A revogação da tarifa extra de 40% sobre o café verde brasileiro pelos Estados Unidos foi recebida como um verdadeiro divisor de águas para a cadeia cafeeira nacional. Para o presidente do Conselho dos Exportadores de Café do Brasil (Cecafé), Márcio Ferreira, a decisão marca “um dia histórico” e encerra um capítulo que vinha sendo tratado, nos bastidores, com extrema apreensão por produtores, exportadores e autoridades em Brasília.

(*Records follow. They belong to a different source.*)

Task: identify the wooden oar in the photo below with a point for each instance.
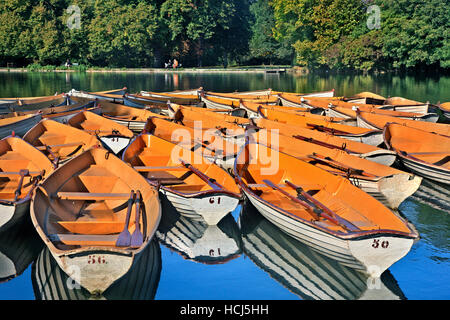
(168, 168)
(71, 144)
(124, 239)
(327, 213)
(23, 173)
(137, 238)
(210, 181)
(339, 165)
(312, 210)
(324, 144)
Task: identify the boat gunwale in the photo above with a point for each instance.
(126, 251)
(349, 235)
(198, 194)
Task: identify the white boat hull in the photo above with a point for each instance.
(429, 171)
(12, 214)
(210, 208)
(372, 255)
(20, 127)
(115, 143)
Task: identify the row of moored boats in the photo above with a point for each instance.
(93, 169)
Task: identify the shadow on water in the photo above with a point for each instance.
(197, 241)
(304, 272)
(50, 282)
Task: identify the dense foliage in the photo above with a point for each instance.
(326, 34)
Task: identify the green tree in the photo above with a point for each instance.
(263, 47)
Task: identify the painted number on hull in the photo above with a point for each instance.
(376, 244)
(211, 200)
(93, 259)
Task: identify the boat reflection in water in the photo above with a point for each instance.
(19, 247)
(50, 282)
(433, 194)
(304, 272)
(197, 241)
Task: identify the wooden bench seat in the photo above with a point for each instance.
(84, 240)
(92, 196)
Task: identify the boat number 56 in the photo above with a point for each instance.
(376, 243)
(211, 200)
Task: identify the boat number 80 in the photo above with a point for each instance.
(211, 200)
(376, 243)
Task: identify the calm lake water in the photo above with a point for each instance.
(245, 256)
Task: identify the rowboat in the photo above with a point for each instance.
(132, 118)
(82, 212)
(197, 241)
(350, 113)
(231, 128)
(373, 137)
(182, 92)
(324, 211)
(113, 136)
(18, 124)
(388, 185)
(22, 167)
(294, 100)
(253, 109)
(59, 142)
(19, 247)
(305, 272)
(345, 109)
(361, 150)
(148, 97)
(366, 98)
(115, 95)
(208, 143)
(197, 188)
(64, 117)
(212, 102)
(424, 153)
(78, 104)
(266, 99)
(288, 116)
(27, 104)
(377, 121)
(50, 282)
(445, 109)
(434, 195)
(138, 101)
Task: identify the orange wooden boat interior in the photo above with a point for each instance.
(192, 117)
(22, 168)
(265, 98)
(96, 205)
(151, 155)
(376, 179)
(323, 210)
(209, 143)
(98, 125)
(425, 153)
(59, 142)
(195, 187)
(373, 120)
(330, 141)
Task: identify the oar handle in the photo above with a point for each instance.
(329, 214)
(131, 201)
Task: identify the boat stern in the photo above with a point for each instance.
(95, 271)
(378, 253)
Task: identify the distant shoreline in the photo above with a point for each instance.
(161, 70)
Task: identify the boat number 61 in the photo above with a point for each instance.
(376, 243)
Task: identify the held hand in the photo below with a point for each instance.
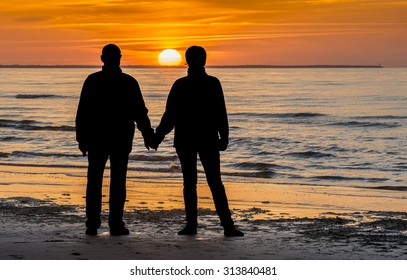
(156, 141)
(223, 144)
(83, 148)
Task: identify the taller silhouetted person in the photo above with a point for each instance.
(110, 103)
(196, 108)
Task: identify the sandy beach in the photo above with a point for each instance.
(42, 218)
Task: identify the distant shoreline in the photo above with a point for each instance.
(211, 66)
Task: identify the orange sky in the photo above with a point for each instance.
(277, 32)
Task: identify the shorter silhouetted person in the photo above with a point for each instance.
(110, 103)
(196, 109)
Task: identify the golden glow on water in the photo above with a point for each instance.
(253, 200)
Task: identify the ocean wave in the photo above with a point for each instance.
(33, 125)
(309, 154)
(260, 166)
(388, 117)
(343, 178)
(359, 124)
(38, 154)
(264, 174)
(154, 158)
(37, 96)
(12, 139)
(279, 115)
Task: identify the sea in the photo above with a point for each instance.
(344, 127)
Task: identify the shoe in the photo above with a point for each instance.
(232, 231)
(119, 231)
(91, 231)
(188, 230)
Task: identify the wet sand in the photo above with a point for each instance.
(42, 218)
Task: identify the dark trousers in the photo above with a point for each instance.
(118, 171)
(210, 160)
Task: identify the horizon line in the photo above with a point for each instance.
(183, 66)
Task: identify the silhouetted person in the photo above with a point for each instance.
(110, 103)
(196, 108)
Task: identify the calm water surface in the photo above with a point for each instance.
(333, 127)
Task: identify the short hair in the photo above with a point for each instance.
(195, 56)
(111, 51)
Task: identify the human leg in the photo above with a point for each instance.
(210, 159)
(96, 165)
(188, 158)
(117, 196)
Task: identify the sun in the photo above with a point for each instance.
(169, 57)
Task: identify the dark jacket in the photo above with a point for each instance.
(110, 103)
(196, 108)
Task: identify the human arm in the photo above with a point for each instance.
(167, 122)
(82, 118)
(222, 118)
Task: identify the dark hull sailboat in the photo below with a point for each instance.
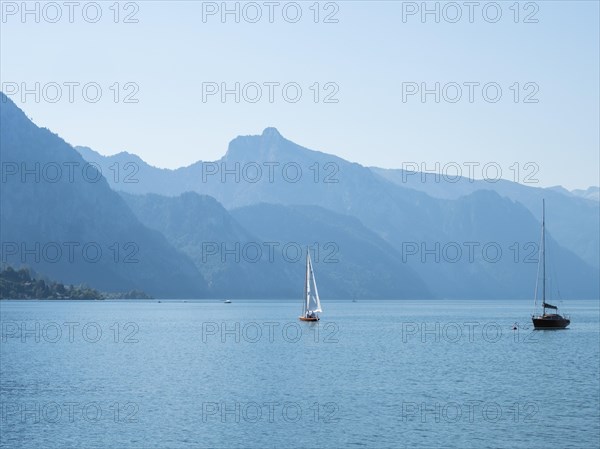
(547, 320)
(550, 321)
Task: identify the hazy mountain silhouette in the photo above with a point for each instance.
(62, 219)
(268, 261)
(401, 216)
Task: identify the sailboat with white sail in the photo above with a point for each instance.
(311, 304)
(546, 320)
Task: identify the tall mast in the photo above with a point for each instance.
(307, 282)
(544, 254)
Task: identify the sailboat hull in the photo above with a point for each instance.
(554, 321)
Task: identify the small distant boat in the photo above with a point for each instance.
(311, 304)
(546, 320)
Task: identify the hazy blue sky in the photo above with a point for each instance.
(369, 53)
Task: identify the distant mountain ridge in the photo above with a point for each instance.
(159, 234)
(61, 218)
(401, 215)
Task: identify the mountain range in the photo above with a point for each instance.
(240, 226)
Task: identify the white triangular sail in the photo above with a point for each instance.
(312, 303)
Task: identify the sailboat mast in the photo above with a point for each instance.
(544, 254)
(307, 283)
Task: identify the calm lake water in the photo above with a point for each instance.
(370, 374)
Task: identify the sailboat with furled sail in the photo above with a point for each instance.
(551, 320)
(311, 304)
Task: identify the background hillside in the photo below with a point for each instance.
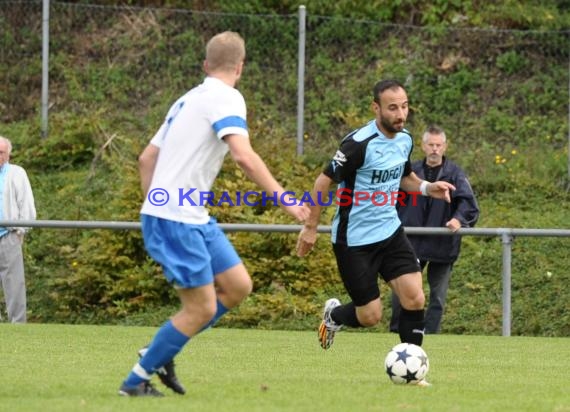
(494, 76)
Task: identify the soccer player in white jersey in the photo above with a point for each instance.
(372, 163)
(182, 160)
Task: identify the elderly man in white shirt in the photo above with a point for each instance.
(16, 203)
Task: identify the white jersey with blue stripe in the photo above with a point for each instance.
(192, 149)
(368, 164)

Durante meses, o chamado tarifaço colocou em xeque a competitividade do Brasil justamente no maior mercado consumidor do mundo, ao mesmo tempo em que abria espaço para concorrentes diretos. Agora, porém, o recuo do governo americano recoloca o produto brasileiro em condições de disputa equilibrada e, sobretudo, evita um prejuízo bilionário que já era considerado iminente pelo setor.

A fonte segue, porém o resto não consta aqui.